Pas d'affichage d'horaires des ferries, rien. Des pêcheurs me disent que le
ferry part le lendemain à 8h.
Nous
sommes à l'embarcadère dés 7h30 et attendons notre ferry. Toujours pas là à
9h, je redemande à d'autres pêcheurs qui nous conseillent d'aller à l'Office
du Tourisme. Là, on nous annonce que le prochain ferry est dimanche alors
que nous sommes mardi... Heureusement que nous n'avons pas continué d'attendre
à l'embarcadère, nous aurions été couvert de mousse à l'arrivée du ferry...
L'attente
est trop longue, nous décidons de faire demi-tour et de rejoindre l'Argentine
pour arriver en Patagonie. Nous ne reprenons pas le ferry mais longeons sur
plus de 100km le fjord que nous avions traversé.

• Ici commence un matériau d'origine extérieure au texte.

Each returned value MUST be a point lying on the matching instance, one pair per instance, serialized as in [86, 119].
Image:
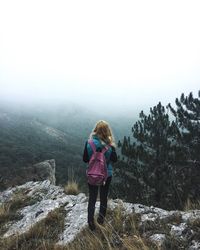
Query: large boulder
[40, 198]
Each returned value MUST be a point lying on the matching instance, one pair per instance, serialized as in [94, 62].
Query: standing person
[101, 136]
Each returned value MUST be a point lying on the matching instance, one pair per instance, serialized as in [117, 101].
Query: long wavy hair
[103, 130]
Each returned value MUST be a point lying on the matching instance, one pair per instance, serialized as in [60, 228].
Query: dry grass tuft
[118, 232]
[72, 188]
[43, 235]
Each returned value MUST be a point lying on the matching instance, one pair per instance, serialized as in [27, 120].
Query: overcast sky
[116, 53]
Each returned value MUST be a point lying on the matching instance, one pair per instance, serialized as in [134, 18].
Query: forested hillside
[162, 166]
[29, 135]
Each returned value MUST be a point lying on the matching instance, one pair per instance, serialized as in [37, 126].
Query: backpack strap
[90, 141]
[92, 145]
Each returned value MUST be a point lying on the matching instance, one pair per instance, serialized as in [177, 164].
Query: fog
[113, 56]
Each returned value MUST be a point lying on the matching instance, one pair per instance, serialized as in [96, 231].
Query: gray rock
[159, 240]
[48, 197]
[46, 170]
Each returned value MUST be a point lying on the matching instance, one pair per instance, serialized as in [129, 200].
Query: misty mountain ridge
[33, 134]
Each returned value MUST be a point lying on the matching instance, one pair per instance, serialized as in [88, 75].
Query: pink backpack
[97, 168]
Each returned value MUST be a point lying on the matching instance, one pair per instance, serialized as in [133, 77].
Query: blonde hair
[103, 130]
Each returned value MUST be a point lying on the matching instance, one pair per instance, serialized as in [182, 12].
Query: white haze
[122, 55]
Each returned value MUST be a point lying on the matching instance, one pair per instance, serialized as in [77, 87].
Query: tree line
[161, 162]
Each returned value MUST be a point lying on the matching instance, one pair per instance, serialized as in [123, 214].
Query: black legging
[93, 192]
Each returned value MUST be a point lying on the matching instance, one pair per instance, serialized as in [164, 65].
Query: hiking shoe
[100, 220]
[91, 226]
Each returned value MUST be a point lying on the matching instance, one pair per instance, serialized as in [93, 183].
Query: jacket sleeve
[113, 156]
[85, 154]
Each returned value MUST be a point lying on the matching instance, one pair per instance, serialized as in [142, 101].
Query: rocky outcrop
[157, 225]
[45, 171]
[38, 172]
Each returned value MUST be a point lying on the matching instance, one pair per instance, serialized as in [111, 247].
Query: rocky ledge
[40, 198]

La piste est très jolie, le soleil est
revenu, malgré les nuages.
Les nombreux élevages de saumon font
un peu tache dans ce paysage si sauvage...
Nous
évitons Puerto Montt et rejoignons, pour la troisième fois, le Volcan
Osorno, brillant sous le soleil, magnifique ! Nous passons la nuit à la station
de ski de l'Osorno, à 1200 m, ce que nous n'avions pu faire deux semaines auparavant
à cause de la pluie. Le sol est couvert de cendres ; pourtant la dernière
éruption date de 1835. Mais il faut se méfier du volcan qui dort
; au sommet, sous la calotte de glace, les rochers sont chauds...
Nuit
très calme à la sation désertée pour la nuit et réveil dans le soleil au-dessus
d'une mer de nuages, ces nuages que nous avions toujours au-dessus de nous.

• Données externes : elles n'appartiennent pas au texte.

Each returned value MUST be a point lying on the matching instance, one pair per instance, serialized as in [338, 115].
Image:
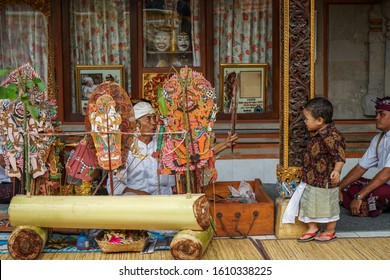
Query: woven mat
[57, 243]
[377, 248]
[218, 249]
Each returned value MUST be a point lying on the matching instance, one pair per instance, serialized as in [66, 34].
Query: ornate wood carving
[299, 77]
[297, 88]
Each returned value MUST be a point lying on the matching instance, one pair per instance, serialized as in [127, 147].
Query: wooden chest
[235, 219]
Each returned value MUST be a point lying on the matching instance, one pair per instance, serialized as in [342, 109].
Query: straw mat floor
[340, 249]
[218, 249]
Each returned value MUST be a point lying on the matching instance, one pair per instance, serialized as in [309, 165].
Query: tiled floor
[356, 234]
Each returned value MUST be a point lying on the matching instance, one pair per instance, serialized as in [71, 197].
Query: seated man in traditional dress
[140, 175]
[362, 196]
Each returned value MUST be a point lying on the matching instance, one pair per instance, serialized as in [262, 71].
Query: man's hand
[355, 206]
[138, 192]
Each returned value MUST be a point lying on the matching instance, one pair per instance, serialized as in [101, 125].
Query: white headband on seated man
[142, 109]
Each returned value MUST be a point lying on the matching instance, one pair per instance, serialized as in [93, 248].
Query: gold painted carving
[288, 174]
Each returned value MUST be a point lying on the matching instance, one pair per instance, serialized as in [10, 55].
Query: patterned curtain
[195, 26]
[100, 35]
[243, 34]
[23, 39]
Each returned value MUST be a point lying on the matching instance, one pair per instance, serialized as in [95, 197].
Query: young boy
[323, 161]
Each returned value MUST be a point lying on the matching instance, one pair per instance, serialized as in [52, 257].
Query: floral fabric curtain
[243, 34]
[23, 39]
[100, 35]
[195, 26]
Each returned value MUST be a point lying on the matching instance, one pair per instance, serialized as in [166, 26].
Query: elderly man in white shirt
[354, 190]
[140, 176]
[5, 181]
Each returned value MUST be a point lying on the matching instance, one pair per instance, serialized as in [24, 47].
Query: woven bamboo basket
[125, 246]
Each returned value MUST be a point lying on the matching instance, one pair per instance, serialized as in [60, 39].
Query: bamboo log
[191, 245]
[153, 212]
[27, 242]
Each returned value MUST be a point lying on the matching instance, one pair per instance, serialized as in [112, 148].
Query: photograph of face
[183, 42]
[161, 41]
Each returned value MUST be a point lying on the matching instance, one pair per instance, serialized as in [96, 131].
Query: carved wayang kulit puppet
[191, 108]
[15, 123]
[110, 117]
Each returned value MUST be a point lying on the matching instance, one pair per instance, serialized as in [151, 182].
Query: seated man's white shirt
[381, 159]
[141, 174]
[3, 177]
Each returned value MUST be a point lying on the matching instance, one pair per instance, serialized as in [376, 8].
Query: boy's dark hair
[320, 107]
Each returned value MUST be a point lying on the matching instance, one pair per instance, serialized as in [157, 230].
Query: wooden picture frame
[252, 88]
[88, 77]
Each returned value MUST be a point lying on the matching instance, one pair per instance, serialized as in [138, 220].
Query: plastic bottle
[82, 241]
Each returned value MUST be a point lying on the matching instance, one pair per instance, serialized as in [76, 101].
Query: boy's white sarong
[292, 208]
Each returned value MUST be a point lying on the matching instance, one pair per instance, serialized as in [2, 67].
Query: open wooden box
[234, 219]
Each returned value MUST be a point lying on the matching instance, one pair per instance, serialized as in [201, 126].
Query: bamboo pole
[27, 242]
[191, 245]
[154, 212]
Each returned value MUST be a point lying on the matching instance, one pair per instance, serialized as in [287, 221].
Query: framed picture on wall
[88, 77]
[248, 83]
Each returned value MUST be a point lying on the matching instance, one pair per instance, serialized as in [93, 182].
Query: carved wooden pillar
[297, 72]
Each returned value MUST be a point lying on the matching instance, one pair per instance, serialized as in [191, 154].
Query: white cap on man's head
[142, 109]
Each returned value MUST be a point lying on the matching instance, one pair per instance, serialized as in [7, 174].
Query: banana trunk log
[27, 242]
[191, 245]
[154, 212]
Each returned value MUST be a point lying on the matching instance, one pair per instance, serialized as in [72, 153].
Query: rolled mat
[27, 242]
[190, 244]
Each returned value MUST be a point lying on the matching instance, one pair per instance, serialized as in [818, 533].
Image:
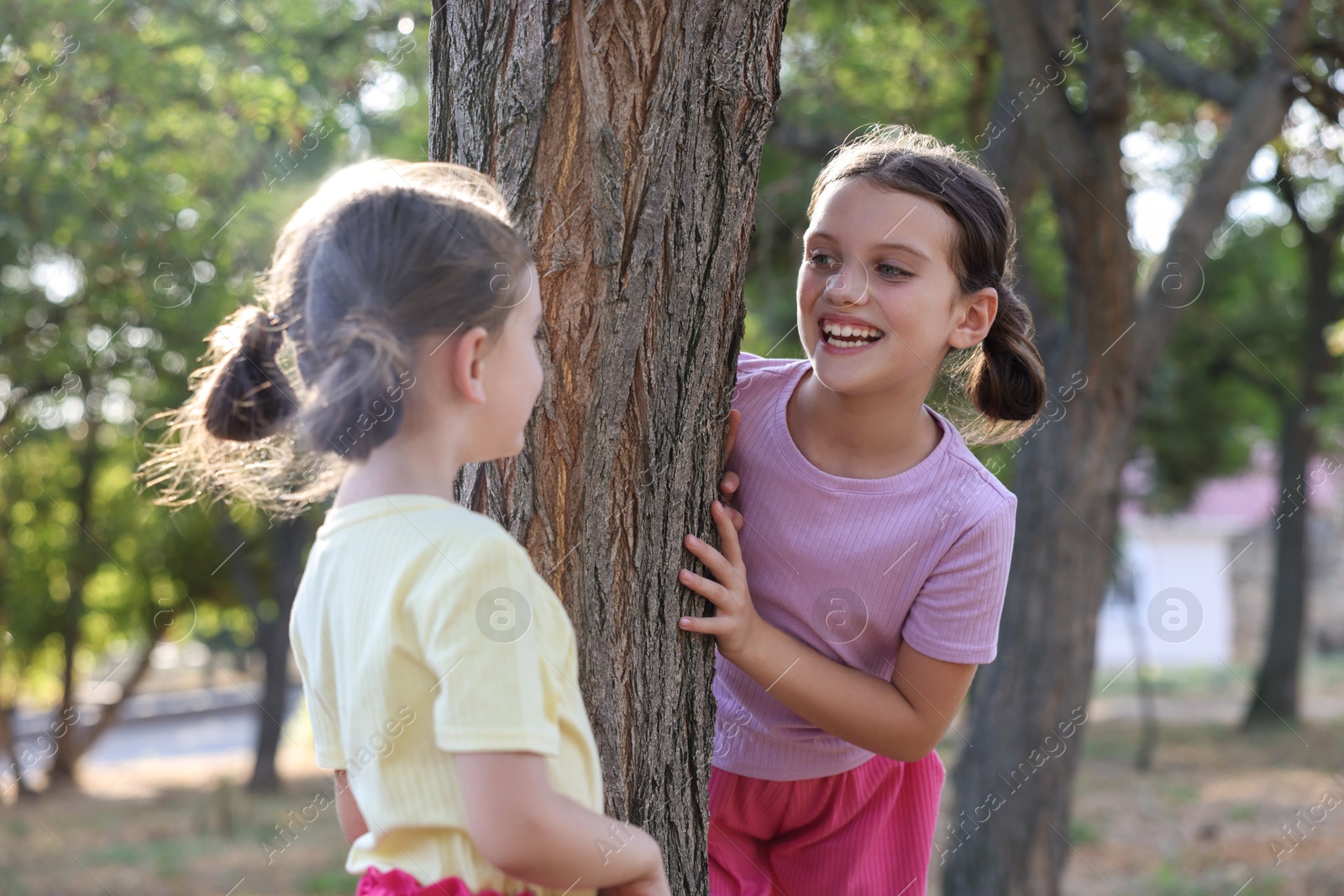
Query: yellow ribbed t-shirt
[421, 629]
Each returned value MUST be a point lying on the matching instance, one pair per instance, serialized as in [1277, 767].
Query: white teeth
[850, 329]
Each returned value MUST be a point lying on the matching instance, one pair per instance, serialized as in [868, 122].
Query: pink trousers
[398, 883]
[864, 832]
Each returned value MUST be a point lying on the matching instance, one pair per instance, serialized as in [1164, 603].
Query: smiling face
[875, 261]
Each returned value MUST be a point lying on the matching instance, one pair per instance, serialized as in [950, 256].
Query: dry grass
[1198, 824]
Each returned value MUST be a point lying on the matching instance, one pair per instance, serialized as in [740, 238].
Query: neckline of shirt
[383, 506]
[832, 483]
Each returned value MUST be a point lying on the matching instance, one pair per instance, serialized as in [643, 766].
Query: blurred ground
[1200, 822]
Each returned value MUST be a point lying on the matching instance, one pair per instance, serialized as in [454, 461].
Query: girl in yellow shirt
[394, 343]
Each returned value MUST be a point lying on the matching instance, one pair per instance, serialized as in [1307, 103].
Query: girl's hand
[736, 621]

Les sommets enneigés émergent au-dessus de ce tapis blanc qui s'étend à l'infini,
ravivant le souvenir d'une mer de dunes s'étendant sur plus de 1000 km en Mauritanie...

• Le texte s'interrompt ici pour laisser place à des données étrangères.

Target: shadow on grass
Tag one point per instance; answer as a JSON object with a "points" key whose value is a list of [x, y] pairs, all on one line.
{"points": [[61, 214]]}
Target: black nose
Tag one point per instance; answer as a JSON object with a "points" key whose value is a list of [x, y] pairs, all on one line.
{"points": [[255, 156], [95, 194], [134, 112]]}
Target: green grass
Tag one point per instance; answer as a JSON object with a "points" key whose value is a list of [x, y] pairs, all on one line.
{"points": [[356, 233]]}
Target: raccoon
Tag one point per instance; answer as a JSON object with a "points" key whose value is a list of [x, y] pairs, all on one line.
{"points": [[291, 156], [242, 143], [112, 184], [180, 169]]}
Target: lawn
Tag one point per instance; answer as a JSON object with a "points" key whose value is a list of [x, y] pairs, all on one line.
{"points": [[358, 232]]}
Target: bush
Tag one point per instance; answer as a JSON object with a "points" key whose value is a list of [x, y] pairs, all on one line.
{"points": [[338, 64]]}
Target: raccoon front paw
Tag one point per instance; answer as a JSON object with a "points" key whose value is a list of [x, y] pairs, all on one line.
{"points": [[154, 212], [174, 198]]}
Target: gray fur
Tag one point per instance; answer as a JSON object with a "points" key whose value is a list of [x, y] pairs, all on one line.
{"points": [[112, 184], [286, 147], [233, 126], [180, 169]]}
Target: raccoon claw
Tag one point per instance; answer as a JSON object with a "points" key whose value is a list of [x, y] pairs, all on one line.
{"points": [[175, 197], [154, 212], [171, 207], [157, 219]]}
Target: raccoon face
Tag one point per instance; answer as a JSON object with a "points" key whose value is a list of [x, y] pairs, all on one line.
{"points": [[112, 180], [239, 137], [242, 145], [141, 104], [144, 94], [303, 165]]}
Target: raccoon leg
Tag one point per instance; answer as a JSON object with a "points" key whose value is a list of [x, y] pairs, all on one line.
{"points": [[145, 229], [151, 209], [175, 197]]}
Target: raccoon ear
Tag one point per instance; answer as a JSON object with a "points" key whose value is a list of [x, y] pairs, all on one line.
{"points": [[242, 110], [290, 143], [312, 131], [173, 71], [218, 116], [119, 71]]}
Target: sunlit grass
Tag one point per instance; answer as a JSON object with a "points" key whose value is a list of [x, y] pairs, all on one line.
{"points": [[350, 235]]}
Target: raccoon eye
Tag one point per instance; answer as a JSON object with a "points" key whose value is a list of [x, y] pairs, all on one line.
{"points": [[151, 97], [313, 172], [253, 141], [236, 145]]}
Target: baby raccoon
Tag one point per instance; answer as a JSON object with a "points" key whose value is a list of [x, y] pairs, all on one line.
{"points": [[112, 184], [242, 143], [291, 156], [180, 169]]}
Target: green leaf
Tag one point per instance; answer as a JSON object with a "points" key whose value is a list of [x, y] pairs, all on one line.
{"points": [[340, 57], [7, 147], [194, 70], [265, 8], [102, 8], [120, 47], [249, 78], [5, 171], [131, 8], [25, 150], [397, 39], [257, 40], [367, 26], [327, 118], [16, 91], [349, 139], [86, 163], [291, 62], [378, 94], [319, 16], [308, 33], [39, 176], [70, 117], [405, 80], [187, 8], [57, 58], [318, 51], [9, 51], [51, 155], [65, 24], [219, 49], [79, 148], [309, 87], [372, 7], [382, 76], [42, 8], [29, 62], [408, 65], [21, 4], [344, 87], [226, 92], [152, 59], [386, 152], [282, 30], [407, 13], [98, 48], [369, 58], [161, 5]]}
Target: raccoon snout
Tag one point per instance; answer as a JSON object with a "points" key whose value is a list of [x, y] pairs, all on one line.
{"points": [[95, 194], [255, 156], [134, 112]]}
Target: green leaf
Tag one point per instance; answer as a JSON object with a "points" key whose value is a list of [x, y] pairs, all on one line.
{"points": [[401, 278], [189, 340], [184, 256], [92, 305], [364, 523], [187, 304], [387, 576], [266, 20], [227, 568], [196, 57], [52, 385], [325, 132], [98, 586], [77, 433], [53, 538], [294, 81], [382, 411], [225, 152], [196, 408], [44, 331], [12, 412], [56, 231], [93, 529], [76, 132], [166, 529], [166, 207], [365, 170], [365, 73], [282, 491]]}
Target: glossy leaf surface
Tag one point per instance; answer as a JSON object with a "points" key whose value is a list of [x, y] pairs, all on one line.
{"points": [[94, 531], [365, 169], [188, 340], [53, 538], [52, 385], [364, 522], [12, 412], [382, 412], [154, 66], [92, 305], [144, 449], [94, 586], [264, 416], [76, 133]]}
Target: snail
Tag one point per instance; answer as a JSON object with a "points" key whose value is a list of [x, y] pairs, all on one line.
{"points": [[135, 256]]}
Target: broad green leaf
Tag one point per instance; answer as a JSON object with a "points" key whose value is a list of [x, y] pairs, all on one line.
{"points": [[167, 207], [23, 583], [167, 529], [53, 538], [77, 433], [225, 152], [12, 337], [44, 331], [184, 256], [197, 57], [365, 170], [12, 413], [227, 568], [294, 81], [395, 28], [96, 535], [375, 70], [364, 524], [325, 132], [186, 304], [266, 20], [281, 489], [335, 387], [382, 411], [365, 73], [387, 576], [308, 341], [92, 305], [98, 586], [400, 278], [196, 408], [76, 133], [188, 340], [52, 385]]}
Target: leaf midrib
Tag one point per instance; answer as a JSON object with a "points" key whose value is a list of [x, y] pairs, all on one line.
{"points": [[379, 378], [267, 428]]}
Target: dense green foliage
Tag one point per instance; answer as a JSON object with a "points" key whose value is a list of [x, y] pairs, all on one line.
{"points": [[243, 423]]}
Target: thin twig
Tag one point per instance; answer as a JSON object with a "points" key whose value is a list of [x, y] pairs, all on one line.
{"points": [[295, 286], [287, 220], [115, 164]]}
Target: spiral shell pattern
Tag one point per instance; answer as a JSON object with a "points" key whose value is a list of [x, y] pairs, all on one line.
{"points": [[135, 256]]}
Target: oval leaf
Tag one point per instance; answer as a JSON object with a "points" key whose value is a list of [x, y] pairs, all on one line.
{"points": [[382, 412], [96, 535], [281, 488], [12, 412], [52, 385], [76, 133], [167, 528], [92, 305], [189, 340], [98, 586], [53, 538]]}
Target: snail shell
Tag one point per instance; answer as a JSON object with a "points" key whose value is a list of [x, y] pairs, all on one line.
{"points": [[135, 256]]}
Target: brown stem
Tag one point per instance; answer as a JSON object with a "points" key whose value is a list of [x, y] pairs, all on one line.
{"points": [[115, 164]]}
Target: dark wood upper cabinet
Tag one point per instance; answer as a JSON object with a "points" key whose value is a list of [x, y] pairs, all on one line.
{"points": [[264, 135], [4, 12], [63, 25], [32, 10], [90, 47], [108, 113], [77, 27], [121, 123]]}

Toujours sous le soleil, nous reprenons
la route que nous avions déjà parcourue deux semaines auparavant
et rejoignons la frontière argentine avec un grand soulagement de quitter
le Chili...
A gauche, rhubarbe géante.
Outre
les mauvais souvenirs des derniers jours, la pluie et le froid, nous avons trouvé
au Chili un pays assez rigide, à l'image de ces routes bordées de rigoles
bétonnées, interdisant tout arrêt pour admirer les paysages ou changer de conducteur
; un pays aussi où tout est payant que ce soit les sites naturels ou les parkings
en ville ; on ne peut pas s'arrêter en ville pour regarder une carte, réfléchir
sur un itinéraire, qu'aussitôt surgit un garde pour payer ; insupportable après
quelque temps.
Un touriste me disait : « Même pour pisser,
il faut payer ! ». Et puis, le
Chili est le pays le plus proche de l'Europe quant au mode de vie et ils n'ont
pas pris de nous le meilleur ! Mais les normes qui nous ont envahis les dernières
années sont présentes partout ; ces lois aussi qui rendent les conducteurs
égoïstes et hargneux : « Passe pas, j'ai la priorité ! ».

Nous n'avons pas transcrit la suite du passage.